UPDATE ON ASIC FOREIGN AFSL REGIME
It has now been over five months since the Australian Securities and Investments Commission (ASIC) commenced its Foreign Australian Financial Services Licence (AFSL) regime. Existing class order relief will expire on 31 March 2022 and we are seeing several Foreign Financial Services Providers (FFSPs) already moving forward with their plans to obtain a Foreign AFSL and prepare the required documents for the ASIC application.
While the 31 March 2022 deadline for obtaining a Foreign AFSL looks generous, ASIC is encouraging all FFSPs who wish to make an application for a Foreign AFSL to do so early.
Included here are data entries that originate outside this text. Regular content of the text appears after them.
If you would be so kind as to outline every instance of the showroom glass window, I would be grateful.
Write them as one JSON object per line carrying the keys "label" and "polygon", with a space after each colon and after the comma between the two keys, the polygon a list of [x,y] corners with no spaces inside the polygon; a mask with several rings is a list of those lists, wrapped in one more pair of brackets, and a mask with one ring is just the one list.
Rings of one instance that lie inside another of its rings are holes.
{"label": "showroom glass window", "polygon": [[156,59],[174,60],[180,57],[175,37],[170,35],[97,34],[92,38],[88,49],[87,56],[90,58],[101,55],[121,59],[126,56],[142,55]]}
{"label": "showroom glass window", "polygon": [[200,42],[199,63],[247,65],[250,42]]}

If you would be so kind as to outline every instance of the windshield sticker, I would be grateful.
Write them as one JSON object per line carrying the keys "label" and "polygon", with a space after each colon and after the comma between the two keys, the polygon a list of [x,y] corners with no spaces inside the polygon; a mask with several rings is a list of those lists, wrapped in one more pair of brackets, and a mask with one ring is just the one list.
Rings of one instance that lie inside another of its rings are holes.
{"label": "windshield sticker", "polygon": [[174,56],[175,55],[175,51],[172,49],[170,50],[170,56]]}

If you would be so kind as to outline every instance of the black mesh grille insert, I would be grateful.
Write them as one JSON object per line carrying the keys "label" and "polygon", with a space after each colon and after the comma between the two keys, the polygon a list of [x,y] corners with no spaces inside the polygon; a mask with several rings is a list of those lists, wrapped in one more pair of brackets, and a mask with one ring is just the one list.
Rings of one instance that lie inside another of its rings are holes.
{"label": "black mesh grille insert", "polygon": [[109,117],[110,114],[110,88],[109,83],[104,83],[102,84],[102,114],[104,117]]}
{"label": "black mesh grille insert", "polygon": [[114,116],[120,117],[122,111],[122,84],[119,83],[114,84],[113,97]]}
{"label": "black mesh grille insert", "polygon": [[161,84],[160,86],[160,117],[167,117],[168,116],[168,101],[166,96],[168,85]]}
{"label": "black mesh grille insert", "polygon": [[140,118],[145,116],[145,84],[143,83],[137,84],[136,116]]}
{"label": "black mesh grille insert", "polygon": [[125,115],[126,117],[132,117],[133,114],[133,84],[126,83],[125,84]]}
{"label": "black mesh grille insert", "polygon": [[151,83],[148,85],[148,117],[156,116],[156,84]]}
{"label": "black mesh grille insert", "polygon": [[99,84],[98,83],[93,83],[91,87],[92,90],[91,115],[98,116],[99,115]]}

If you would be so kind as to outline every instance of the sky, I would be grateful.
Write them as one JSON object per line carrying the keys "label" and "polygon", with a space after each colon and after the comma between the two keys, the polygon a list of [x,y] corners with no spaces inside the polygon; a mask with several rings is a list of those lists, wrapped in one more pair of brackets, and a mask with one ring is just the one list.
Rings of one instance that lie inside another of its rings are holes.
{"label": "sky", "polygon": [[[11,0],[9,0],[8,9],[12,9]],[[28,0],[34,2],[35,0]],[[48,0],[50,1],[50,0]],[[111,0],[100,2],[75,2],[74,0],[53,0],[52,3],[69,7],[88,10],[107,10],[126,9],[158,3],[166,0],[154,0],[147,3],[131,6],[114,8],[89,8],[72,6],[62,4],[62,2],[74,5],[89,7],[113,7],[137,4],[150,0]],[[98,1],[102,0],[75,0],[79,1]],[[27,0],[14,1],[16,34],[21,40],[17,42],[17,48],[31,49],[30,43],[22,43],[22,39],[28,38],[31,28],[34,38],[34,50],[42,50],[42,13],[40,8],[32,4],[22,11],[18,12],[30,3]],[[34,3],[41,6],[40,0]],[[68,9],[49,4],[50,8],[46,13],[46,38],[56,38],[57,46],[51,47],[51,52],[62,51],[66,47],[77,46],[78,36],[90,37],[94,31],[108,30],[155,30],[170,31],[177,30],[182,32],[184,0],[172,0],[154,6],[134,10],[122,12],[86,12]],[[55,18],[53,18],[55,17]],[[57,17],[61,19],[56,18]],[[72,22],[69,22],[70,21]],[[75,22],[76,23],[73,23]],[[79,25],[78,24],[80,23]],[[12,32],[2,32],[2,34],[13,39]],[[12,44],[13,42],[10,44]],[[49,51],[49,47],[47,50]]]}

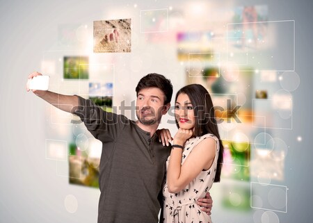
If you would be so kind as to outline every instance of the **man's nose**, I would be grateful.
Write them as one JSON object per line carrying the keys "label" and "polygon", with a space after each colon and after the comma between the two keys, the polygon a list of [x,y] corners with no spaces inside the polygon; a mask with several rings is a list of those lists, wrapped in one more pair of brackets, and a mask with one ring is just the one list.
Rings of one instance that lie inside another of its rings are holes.
{"label": "man's nose", "polygon": [[143,108],[150,108],[150,101],[149,99],[145,99],[145,101],[143,101]]}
We further understand that ASIC is currently contacting entities relying on existing class order relief to determine what their plans are and ASIC has stated it will not entertain an extension of relief to any applicant making a late application that is still in progress on 31 March 2022.
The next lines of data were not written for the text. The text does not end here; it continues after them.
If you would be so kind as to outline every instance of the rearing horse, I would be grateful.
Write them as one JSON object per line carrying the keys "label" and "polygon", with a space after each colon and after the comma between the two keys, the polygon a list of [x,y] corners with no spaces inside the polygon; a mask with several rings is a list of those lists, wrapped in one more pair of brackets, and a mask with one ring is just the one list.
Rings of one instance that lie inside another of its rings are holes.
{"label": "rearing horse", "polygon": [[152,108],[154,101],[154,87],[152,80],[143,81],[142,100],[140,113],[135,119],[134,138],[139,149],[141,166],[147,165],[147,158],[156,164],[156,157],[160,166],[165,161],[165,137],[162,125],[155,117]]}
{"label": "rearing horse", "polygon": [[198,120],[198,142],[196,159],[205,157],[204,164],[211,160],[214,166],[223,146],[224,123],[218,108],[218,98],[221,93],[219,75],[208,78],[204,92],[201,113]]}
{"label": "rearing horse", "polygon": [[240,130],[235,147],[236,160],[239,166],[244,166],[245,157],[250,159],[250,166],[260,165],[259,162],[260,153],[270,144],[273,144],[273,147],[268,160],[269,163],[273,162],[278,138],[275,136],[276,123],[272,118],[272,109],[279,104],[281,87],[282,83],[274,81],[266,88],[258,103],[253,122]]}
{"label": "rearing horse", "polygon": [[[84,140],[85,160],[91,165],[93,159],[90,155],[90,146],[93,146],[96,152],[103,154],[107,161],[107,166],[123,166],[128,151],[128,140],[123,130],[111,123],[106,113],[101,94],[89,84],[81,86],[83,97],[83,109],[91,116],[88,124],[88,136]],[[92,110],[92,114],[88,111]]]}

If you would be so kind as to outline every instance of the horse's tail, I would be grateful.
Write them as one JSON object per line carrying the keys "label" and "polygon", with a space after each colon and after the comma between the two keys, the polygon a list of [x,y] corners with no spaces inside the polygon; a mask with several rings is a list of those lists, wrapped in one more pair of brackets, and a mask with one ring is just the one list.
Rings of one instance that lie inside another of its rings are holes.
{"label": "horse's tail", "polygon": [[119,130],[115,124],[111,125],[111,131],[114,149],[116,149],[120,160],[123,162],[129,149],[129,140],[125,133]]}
Based on the above, it is our view that the planning and preparation of the Foreign AFSL application should commence by no later than Q4 2020 with a view to lodging the application with ASIC by no later than Q1 2021.
For more information on this new ASIC regime as well as details on the application process, please refer to our legal alert published in April this year.
GETTING READY FOR THE FOREIGN AFSL REGIME
Prior to making and application for a Foreign AFSL there are some pre-application checks that you can usefully do to avoid surprises down the track which can either compromise the application or require a change to your business model for doing financial services business in Australia.
Ongoing disclosure obligations as FFSPs and/or registered foreign companies
If you are currently relying on class order relief and/ or are registered with ASIC as a foreign company, you are currently required to comply with certain ongoing disclosure obligations. Prior to making an application for a Foreign AFSL it is a really good idea to check to see whether these ongoing filings have been made within the stated timeframes. ASIC consider instances of non-compliance with ongoing reporting and filings when assessing an application for a Foreign AFSL.
A summary of these obligations is as follows.
Registered foreign company
Registered foreign companies are required to comply with the following ongoing disclosure obligations:
Notification Event | Notification Timeframe |
---|---|
A change to the name of the company or business name | 14 days |
A change to the registered office address or office opening hours in the local jurisdiction | 1 calendar month |
A change to the registered office address or office opening hours in Australia | 7 days |
Winding up of foreign company | 14 days |
Cessation of business in Australia | 7 days |
Changes to local agents or their details | 1 calendar month |
Changes to foreign company's directors or their details | 1 calendar month |
A change to foreign company's articles of association or changes to the directors' powers in Australia | 1 calendar month |
Form 405 - Lodgement of financial records (comprising of a balance sheet, profit and loss statement and cash flow statement as well as any financial statements required by the local regulator). | Annually – foreign company must lodge within 15 months of its last Form 405 lodgement |
FFSP relying on class order relief
FFSPs relying on class order relief are required to notify ASIC at FFSP@asic.gov.au as soon as possible by letter of any of the following notifiable matters:
Notification Event | Notification Timeframe |
---|---|
FFSP no longer wishes to rely on the instrument | 15 business days |
A change of the name or the address of the FFSP | 15 business days |
A change of the name or the address of your agent, or change in your agent, or both | 15 business days |
A change in their business structures (e.g. from limited partnership to limited liability company or other type of structure) | 15 business days |
Any significant change to the FFSP's authorisation relevant to the financial services provided or intended to be provided in Australia (e.g. if part or all of it is terminated, if you are authorised to engage in any additional types of financial service, or if you are granted a significant exemption or other relief) | 15 business days |
Any significant investigation, enforcement or disciplinary action against the FFSP in an overseas jurisdiction | 15 business days |
Please let us know if you need assistance with complying with the abovementioned ongoing obligations (such as the lodgement of the Form 405) or if you have any queries in relation to other FFSP/ registered foreign company ongoing compliance obligations.
Consideration of taxation status in Australia
FFSPs should also consider their tax status in Australia.
We note that the tax status of an FFSP in Australia depends on, among other things, whether it is considered to have a permanent establishment in Australia. A consequence of being deemed to have a permanent establishment in Australia may mean that any Australian derived income is subject to Australian income tax.
There is no single test to determine if an FFSP has a permanent establishment in Australia. However, the Australian Tax Office (ATO) has identified that it will depend on the type of activities and the frequency of such activities that the FFSP conducts in Australia.
In particular, if FFSPs have seen growth in the number of their Australian clients or have been operating within the Australian jurisdiction with increasing regularity, it may be timely to assess and document the reasons why an FFSP does or does not have an Australian permanent establishment.
This assessment and documentation is also important even where FFSPs do not consider that they have a tax presence in Australia. This is because in the event that the ATO takes a different view and deems an FFSP to have an Australian tax presence, it may not seek to impose penalties on those FFSPs that have a documented "reasonably arguable position" as to why they did not have a permanent establishment in the first place.